Buehler Foods also does a lot of cross-merchandising in its stores, including tie ins with other departments for products that are geared toward "fixing a roast or preparing a spaghetti sauce with ground meat," according to Robert Buehler.
Cub Foods, St. Joseph, Mo., division builds displays of stuffing mix and "so forth" along with its turkeys, and roasts are cross-merchandised with a variety of spices, said Duane Koehler, division meat merchandiser.
Frewin of Randalls said his company also resets its meat cases every year at this time.
"We reduce the steaks and expand on our roasts. We also expand on our soup section, and that includes the soup bones, the stew meat and oxtail." While Randalls carries these items all year-round, "we probably double the size on those sections over the regular part of the year," said Frewin.
"And, of course, for the holidays, we expand on the hams and turkeys for the winter."
Brodbeck Enterprises, Platteville, Wis., which operates stores under the Dick's Supermarket banner, also modifies its meat cases a few times a year.
"You open up and spread out the colder winter type items such as roasts. We double the size of our soup and stew section, and double the size of the beef roast and pork roast section," said Alan Warren, meat director.

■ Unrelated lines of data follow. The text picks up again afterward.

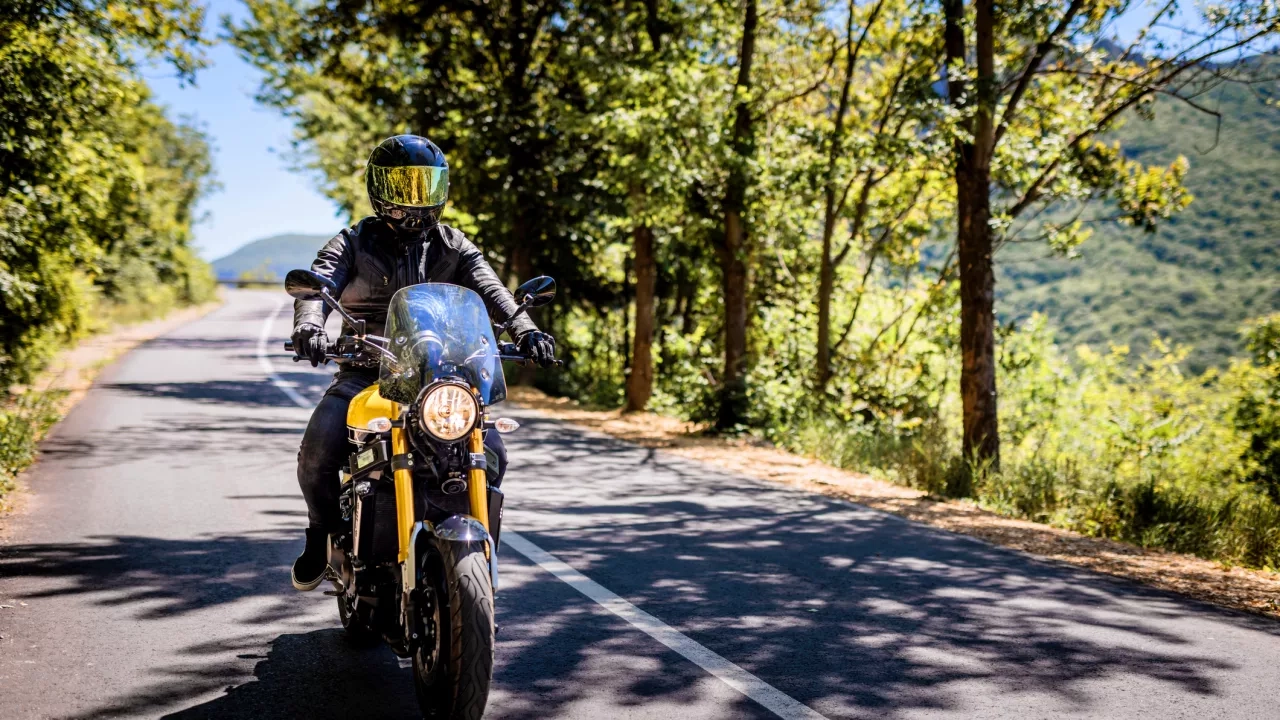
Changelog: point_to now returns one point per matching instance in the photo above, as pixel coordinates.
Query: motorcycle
(416, 561)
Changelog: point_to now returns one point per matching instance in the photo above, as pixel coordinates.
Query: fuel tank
(368, 405)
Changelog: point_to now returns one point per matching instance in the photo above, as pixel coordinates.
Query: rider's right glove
(538, 346)
(310, 342)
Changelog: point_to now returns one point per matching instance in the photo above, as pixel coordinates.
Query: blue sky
(260, 196)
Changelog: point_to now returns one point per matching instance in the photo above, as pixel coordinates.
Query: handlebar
(506, 351)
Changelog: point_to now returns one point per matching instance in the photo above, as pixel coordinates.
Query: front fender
(461, 534)
(461, 528)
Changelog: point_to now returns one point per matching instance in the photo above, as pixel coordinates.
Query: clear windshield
(439, 331)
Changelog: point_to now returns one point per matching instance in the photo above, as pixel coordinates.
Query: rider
(407, 180)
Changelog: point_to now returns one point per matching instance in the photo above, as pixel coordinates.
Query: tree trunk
(826, 285)
(734, 249)
(640, 381)
(974, 240)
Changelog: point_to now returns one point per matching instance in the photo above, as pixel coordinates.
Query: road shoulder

The company also doubles the size of its ham displays, including bone-in, boneless and smoked products, said Warren.
Little adjustment is made to poultry displays in the winter, however.
"For chicken we don't really cut back because it is still growing in tonnage and sells well year-round."
A store-level employee in a Byerly's meat department said this time of year it emphasizes more oven-ready products, such as meat loaves, chuck roasts and all types of stuffed products, such as stuffed chops.
"The prepared meats are a big thing this time of year," said the meat department representative. "That is what we really focus on."